Milwaukee Collegiate Academy has done just that. They reflect a growing trend among charter schools to defy the odds and do what others say can’t be done.
Sam Mewes, College Coach and Counselor at MCA, shared the school’s philosophy and practice in a recent interview. What is revealed is a deep sense of mission and commitment with persistent and consistent support. The school is transparent with students and families and provides a very structured pathway for students to enroll in college. College prep isn’t something “extra” that the school provides–it is ingrained in how they operate.
The schools starts with a mission of “to and through” college that is present in written and verbal communication and in the design of the educational and out-of-school program support. The overall approach could be categorized with four main efforts:
The school has three partnerships that help provide college programming, on top of what the school provides. Each partner has a clear and specific role as follows:
· Great Lakes Higher Education provides a college access advisor that comes to the MCA campus and does classroom visits in grades 9 – 12, with technical information and advice about completing the steps to college.
· College Possible provides a coach that works specifically with 20 juniors to focus on specific tasks necessary for a transition to college.
· Carroll University offers “Project Pioneer” three times during the school year which is comprised of a 4- or 6-week academy offered on Saturdays to students. Students can also participate in a 1-week program in the summer where they live on campus and participate in pre-college activities.
If space is not available in these programs, the staff connects MCA students to other precollege programs offered in the area, such as the Boys & Girls Club’s Stein Scholars program.
· The college conversation starts with a summer bridge program for all incoming freshman that culminates in a college tour.
· College tours are offered consistently over the years with local schools emphasized in freshman and sophomore years and out of state schools offered junior year.
· Students participate in a freshman seminar class, similar to freshman seminar classes offered at colleges, where students focus on reinforcement of writing skills, learn how credits work, learn the different parts of a transcript and more about the “how” of being a successful student.
· Parents are included, from day one, in realistic ongoing conversations about the level of work required to bring students up to grade level.
· Ongoing education of parents is crucial and MCA has five to six parents who serve as parent council members who help make phone calls and communicate the importance of attending meetings and other school events. These parents have also helped in the school’s efforts to raise funds for college tours/visits.
· The school conducts parent meetings at various times but the meetings in September of senior year have the highest participation rate of parents.
Programming & Culture
· The school operates with very high expectations and high levels of support to bring students up to grade level.
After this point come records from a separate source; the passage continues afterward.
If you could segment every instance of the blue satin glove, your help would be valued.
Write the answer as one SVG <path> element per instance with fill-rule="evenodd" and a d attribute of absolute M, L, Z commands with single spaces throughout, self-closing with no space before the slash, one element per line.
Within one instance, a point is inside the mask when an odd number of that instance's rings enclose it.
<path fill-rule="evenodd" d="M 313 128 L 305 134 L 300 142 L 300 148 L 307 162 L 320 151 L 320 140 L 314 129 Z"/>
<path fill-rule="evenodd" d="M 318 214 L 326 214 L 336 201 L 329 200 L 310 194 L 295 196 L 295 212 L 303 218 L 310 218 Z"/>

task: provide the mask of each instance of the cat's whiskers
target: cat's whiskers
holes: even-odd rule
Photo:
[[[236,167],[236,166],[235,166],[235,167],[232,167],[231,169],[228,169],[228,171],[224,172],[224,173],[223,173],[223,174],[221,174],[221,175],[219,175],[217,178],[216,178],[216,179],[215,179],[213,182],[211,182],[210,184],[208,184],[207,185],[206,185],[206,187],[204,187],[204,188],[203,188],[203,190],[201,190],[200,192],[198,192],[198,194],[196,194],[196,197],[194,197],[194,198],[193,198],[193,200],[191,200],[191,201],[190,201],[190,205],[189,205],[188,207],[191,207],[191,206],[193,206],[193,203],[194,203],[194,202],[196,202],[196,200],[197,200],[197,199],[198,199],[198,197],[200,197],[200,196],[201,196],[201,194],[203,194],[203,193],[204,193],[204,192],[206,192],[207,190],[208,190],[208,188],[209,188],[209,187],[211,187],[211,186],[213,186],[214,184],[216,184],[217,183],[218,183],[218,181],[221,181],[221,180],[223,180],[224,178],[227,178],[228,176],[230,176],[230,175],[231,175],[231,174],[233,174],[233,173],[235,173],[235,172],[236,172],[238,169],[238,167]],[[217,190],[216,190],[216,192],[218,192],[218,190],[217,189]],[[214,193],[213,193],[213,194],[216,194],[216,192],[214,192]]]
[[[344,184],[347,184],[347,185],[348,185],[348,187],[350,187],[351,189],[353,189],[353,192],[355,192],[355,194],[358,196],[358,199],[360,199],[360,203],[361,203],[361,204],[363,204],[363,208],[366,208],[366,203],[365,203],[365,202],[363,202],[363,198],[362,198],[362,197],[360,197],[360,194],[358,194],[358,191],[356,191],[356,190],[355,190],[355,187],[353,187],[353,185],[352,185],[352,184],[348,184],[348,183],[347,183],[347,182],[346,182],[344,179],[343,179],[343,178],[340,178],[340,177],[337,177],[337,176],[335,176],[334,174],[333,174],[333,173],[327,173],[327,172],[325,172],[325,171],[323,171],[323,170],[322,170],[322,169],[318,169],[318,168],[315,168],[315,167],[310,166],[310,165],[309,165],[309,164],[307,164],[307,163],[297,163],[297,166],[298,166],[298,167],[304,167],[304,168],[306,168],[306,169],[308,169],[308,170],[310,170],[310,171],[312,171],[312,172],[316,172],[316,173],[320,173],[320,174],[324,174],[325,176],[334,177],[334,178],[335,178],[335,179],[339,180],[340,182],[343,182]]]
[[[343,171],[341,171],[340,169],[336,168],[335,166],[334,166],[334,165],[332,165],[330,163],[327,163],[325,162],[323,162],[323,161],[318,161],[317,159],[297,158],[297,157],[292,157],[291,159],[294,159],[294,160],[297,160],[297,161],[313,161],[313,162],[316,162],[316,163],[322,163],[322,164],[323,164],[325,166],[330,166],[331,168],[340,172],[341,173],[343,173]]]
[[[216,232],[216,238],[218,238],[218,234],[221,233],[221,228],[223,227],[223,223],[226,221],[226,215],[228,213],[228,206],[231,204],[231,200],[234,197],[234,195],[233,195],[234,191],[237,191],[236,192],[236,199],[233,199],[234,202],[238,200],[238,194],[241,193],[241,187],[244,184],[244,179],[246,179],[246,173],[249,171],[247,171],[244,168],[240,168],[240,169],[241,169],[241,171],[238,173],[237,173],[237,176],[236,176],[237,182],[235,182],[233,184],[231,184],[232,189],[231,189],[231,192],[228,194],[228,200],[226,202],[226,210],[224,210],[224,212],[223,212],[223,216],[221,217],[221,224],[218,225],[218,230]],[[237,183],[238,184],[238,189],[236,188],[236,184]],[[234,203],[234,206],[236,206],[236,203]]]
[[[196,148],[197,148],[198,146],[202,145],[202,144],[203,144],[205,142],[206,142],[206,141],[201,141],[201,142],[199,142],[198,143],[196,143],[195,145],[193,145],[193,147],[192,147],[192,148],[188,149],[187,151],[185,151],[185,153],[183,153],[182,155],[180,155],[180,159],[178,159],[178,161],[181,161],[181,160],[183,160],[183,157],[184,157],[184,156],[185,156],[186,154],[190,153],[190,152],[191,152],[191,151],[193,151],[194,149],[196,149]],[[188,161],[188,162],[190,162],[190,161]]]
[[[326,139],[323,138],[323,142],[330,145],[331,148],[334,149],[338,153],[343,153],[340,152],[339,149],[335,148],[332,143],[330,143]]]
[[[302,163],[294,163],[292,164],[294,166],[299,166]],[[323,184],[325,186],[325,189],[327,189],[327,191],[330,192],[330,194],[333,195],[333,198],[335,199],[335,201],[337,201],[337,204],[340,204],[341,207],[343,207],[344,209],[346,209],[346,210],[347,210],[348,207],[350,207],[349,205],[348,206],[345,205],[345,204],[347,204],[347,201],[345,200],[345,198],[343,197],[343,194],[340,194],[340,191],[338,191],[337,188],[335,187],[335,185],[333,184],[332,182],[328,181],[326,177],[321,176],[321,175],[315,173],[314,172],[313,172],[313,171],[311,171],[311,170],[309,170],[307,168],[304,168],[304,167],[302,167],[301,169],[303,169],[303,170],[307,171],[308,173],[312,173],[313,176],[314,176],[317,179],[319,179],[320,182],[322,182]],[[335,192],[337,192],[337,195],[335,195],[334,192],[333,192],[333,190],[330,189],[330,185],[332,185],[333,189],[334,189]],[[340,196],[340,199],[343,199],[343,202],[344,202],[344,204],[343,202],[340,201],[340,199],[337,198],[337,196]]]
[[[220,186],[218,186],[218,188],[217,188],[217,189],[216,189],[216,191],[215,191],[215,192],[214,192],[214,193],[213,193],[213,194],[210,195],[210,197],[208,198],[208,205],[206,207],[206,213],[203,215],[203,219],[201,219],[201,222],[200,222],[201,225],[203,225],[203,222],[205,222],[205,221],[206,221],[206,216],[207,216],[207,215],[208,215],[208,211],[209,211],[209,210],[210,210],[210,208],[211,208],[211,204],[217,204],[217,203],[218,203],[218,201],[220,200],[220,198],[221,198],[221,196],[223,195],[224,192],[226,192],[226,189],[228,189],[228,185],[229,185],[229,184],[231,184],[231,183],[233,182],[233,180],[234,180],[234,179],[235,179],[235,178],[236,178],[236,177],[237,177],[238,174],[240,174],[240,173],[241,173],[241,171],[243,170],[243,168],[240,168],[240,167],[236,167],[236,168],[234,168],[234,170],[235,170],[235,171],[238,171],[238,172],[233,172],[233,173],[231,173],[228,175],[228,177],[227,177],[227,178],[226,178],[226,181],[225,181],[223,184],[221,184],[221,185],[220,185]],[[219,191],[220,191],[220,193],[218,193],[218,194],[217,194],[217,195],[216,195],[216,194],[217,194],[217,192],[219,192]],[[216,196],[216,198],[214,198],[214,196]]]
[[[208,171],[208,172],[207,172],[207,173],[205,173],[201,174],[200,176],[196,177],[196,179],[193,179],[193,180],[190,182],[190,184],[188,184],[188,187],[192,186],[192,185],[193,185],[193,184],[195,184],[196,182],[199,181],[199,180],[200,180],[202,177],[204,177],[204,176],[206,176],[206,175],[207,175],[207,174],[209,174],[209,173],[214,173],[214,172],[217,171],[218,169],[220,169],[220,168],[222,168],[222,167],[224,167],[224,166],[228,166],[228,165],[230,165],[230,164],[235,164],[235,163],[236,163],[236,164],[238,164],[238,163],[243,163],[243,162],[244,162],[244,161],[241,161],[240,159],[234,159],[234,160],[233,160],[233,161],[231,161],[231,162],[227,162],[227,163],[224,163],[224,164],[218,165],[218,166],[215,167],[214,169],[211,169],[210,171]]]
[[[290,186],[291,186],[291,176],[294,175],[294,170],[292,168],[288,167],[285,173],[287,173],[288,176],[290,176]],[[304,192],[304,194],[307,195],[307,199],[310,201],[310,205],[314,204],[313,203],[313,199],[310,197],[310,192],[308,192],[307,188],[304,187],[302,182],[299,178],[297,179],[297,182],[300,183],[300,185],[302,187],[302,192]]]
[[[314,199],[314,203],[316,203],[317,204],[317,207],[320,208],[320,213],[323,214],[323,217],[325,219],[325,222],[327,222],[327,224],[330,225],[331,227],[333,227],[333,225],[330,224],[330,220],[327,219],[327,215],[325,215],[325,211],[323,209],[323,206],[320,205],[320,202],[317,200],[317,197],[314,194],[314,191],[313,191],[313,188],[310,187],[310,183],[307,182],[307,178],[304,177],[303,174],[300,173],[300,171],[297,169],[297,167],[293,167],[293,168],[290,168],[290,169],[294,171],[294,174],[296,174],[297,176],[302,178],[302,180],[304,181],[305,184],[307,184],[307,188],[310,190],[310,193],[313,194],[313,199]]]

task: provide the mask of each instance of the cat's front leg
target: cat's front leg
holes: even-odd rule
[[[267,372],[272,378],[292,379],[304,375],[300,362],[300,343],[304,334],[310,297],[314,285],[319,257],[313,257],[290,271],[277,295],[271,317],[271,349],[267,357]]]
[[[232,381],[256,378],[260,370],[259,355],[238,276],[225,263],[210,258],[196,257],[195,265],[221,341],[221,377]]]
This includes Honors courses offered at the freshman and sophomore years, with plans to expand in 2015/16 to 11th grade and 2016/17 to 12th grade so students experience rigorous coursework.
· Every classroom has a “college corner” maintained by the teacher with banners and signage about colleges, applications, scholarships, etc.
· The school maintains a dedicated college resource center, where students know is “the place” to complete college applications, scholarships and the requisite essays. It is most busy, especially with seniors, during lunch, advisory and after school. This is the central repository for all college-related information.
· Senior seminar is taught by an English teacher and is required of seniors every other day. The focus is on writing but also on college, and tackling tasks such as their personal statement and securing letters of recommendation. Students must apply to six colleges and must gain at least one acceptance.
· Alumni come back for “Alumni Day,” which is the last day before winter break. Dozens of college students share their advice with current MCA students. This is done on a rotating schedule during advisory until all students have participated.
· College acceptance “Shout Outs” are announced every Friday while students are hearing back from the colleges that accepted them.
· The college coordinator maintains detailed records on each student’s steps in the college application, scholarship and financial aid process; even though the partnering organizations do this to varying degrees, the school wants to maintain their own records on this.
· For students who do not attend college right after high school, the school maintains an “open-door” policy and will still help alumni apply and enroll in college if they want to.
The challenges in maintaining such a concerted effort are many, and MCA has realized the significant financial challenges that students face once they are enrolled in college. MCA is figuring out how to create more “touch points” with students once they are in college to increase the likelihood that they will persist and earn their degree. This part of their “to and through” commitment is still developing and we look forward to learning more about the MCA model as more students matriculate to college.